Posté : 13 janv. 2019, 11:57
par jeantoulouse
Matthias Goerne, baryton
Alexander Schmalcz, piano

Der Wanderer D 489
Wehmut D 772
Der Jüngling und der Tod D 545
Fahrt zum Hades D 526
Schatzgräbers Begehr D 761
Grenzen der Menschheit D 716
Das Heimweh D 851
Drei Harfner-Lieder
- 1. Wer sich der Einsamkeit ergiebt (Harfenspieler I) D 478
- 2. Wer nie sein Brot mit Tränen aß (Harfenspieler III) D 480
- 3. An die Türen will ich schleichen (Harfenspieler II) D 479
Pilgerweise D 789
Des Fischers Liebesglück D 933
Der Winterabend D 938
Abendstern D 806
Die Sommernacht D 289
Der liebliche Stern D 861

Prodigieux récital de Matthias Goerne au Capitole de Toulouse.

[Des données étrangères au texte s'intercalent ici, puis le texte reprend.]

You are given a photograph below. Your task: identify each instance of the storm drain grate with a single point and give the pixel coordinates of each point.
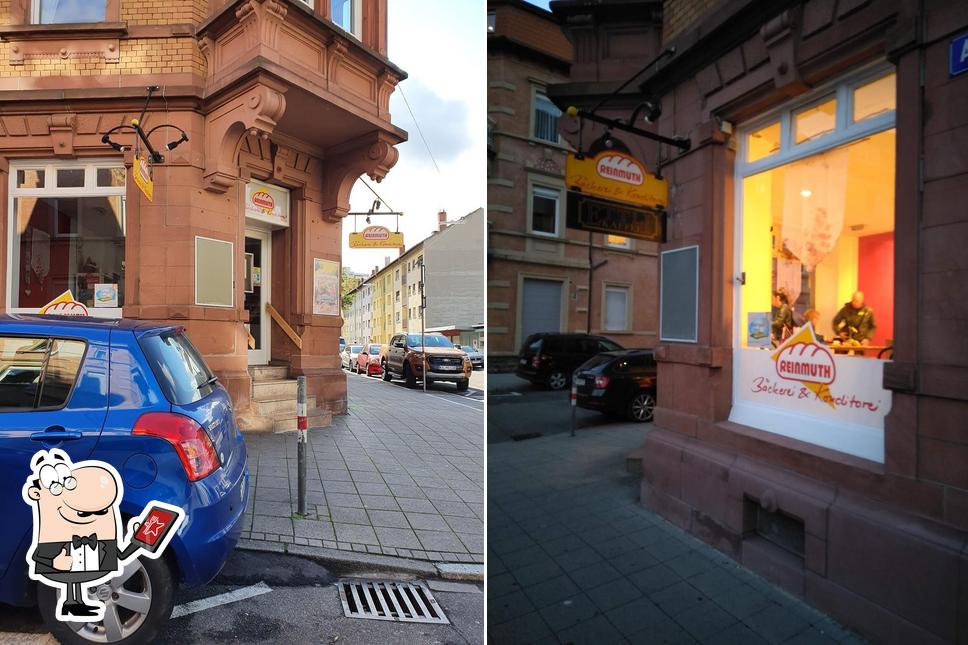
(408, 602)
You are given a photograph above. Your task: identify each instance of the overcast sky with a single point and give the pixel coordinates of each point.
(441, 44)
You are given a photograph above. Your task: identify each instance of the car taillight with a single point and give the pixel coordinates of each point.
(191, 442)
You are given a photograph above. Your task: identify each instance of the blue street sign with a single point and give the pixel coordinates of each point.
(958, 61)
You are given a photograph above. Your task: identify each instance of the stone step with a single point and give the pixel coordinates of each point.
(287, 405)
(252, 423)
(268, 372)
(317, 417)
(274, 389)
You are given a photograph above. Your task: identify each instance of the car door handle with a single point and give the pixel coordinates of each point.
(56, 433)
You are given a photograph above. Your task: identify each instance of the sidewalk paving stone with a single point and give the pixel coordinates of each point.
(402, 474)
(574, 558)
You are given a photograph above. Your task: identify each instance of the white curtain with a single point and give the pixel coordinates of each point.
(814, 197)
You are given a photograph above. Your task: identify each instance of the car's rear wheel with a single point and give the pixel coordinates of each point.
(642, 407)
(557, 380)
(138, 602)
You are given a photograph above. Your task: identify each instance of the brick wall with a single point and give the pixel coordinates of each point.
(677, 15)
(162, 54)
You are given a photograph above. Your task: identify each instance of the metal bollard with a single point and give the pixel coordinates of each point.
(303, 427)
(574, 405)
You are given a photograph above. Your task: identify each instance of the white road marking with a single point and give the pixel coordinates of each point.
(221, 599)
(16, 638)
(463, 405)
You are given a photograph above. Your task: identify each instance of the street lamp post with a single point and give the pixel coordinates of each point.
(423, 320)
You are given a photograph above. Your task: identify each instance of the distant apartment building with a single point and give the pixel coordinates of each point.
(389, 302)
(542, 275)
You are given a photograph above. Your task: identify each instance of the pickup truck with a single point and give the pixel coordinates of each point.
(405, 355)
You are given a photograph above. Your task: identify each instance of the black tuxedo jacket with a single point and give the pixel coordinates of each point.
(108, 551)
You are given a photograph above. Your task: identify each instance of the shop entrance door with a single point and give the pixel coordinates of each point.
(257, 294)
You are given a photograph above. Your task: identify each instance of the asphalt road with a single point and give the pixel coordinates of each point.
(297, 602)
(519, 410)
(472, 397)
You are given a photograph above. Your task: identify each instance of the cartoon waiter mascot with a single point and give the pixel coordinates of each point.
(77, 524)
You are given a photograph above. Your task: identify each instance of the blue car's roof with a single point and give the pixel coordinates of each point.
(82, 322)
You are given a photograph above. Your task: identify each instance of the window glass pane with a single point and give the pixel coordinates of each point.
(763, 143)
(110, 177)
(544, 211)
(62, 367)
(30, 179)
(546, 116)
(815, 233)
(815, 121)
(70, 177)
(66, 243)
(616, 309)
(21, 361)
(875, 97)
(59, 11)
(213, 272)
(342, 12)
(181, 372)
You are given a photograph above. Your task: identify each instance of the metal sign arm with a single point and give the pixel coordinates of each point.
(154, 155)
(683, 143)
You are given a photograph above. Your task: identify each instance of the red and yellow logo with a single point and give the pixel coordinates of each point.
(264, 201)
(804, 359)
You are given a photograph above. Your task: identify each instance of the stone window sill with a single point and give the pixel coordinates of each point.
(74, 30)
(64, 41)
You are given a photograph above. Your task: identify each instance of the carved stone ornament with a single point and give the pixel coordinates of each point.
(255, 110)
(372, 155)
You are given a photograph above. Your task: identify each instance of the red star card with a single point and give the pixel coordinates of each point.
(156, 526)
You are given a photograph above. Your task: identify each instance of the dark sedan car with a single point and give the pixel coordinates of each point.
(619, 383)
(550, 358)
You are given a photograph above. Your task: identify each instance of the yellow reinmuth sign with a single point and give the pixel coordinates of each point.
(376, 237)
(618, 176)
(65, 305)
(142, 177)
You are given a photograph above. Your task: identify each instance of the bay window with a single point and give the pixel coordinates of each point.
(815, 258)
(67, 232)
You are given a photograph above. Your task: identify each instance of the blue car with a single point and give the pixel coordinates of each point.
(140, 397)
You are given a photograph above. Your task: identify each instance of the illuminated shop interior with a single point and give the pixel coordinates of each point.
(822, 227)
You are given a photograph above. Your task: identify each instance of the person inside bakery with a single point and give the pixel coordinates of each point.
(782, 315)
(855, 321)
(812, 316)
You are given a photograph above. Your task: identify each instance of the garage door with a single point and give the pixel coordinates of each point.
(541, 306)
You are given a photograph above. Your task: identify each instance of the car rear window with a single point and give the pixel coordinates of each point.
(182, 373)
(609, 346)
(597, 361)
(38, 373)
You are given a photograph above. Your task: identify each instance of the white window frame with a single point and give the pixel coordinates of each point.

Il faut saluer d’emblée la performance physique et vocale du baryton allemand, enchainant sans pause autre que quelques secondes de concentration entre les lieder les seize mélodies de son programme, sans entracte, sans coupure d’applaudissements, la salle acceptant la règle tacite du recueillement, du silence, de l’écoute fervente et du respect. Il faut davantage encore s’émerveiller devant la cohérence et la force de son programme et l’exceptionnel engagement de ce chant habité par le lyrisme, la tendresse et l’émotion.

Spécialiste des lieder de Schubert, qu’il a interprétés et enregistrés avec les plus grands, Matthias Goerne propose un récital composé exclusivement de mélodies du compositeur du Winterreise. Au piano, Alexander Schmalcz, le complice habituel du baryton allemand. C’est à un véritable voyage dans la mélancolie (Der Wanderer et Wehmut sont les deux premiers lieder du récital) qu’ils proposent à notre écoute, au cœur de la singularité de cette musique bouleversante dans sa simplicité et sa profondeur. « La transmission chez Schubert passe moins par une quantité de bonnes idées que par un seul message, profond et tolérant. C'est d'ailleurs cette capacité de pénétration et de dialogue généreux avec un individu quel qu'il soit qui fait la force de la musique de Schubert : il nous apporte à tous quelque chose. », confiait le chanteur il y a deux ans. Et c’est bien ce dialogue généreux que nous avons tous partagé ce soir avec ces Wanderlieder agencés par Matthias Goerne.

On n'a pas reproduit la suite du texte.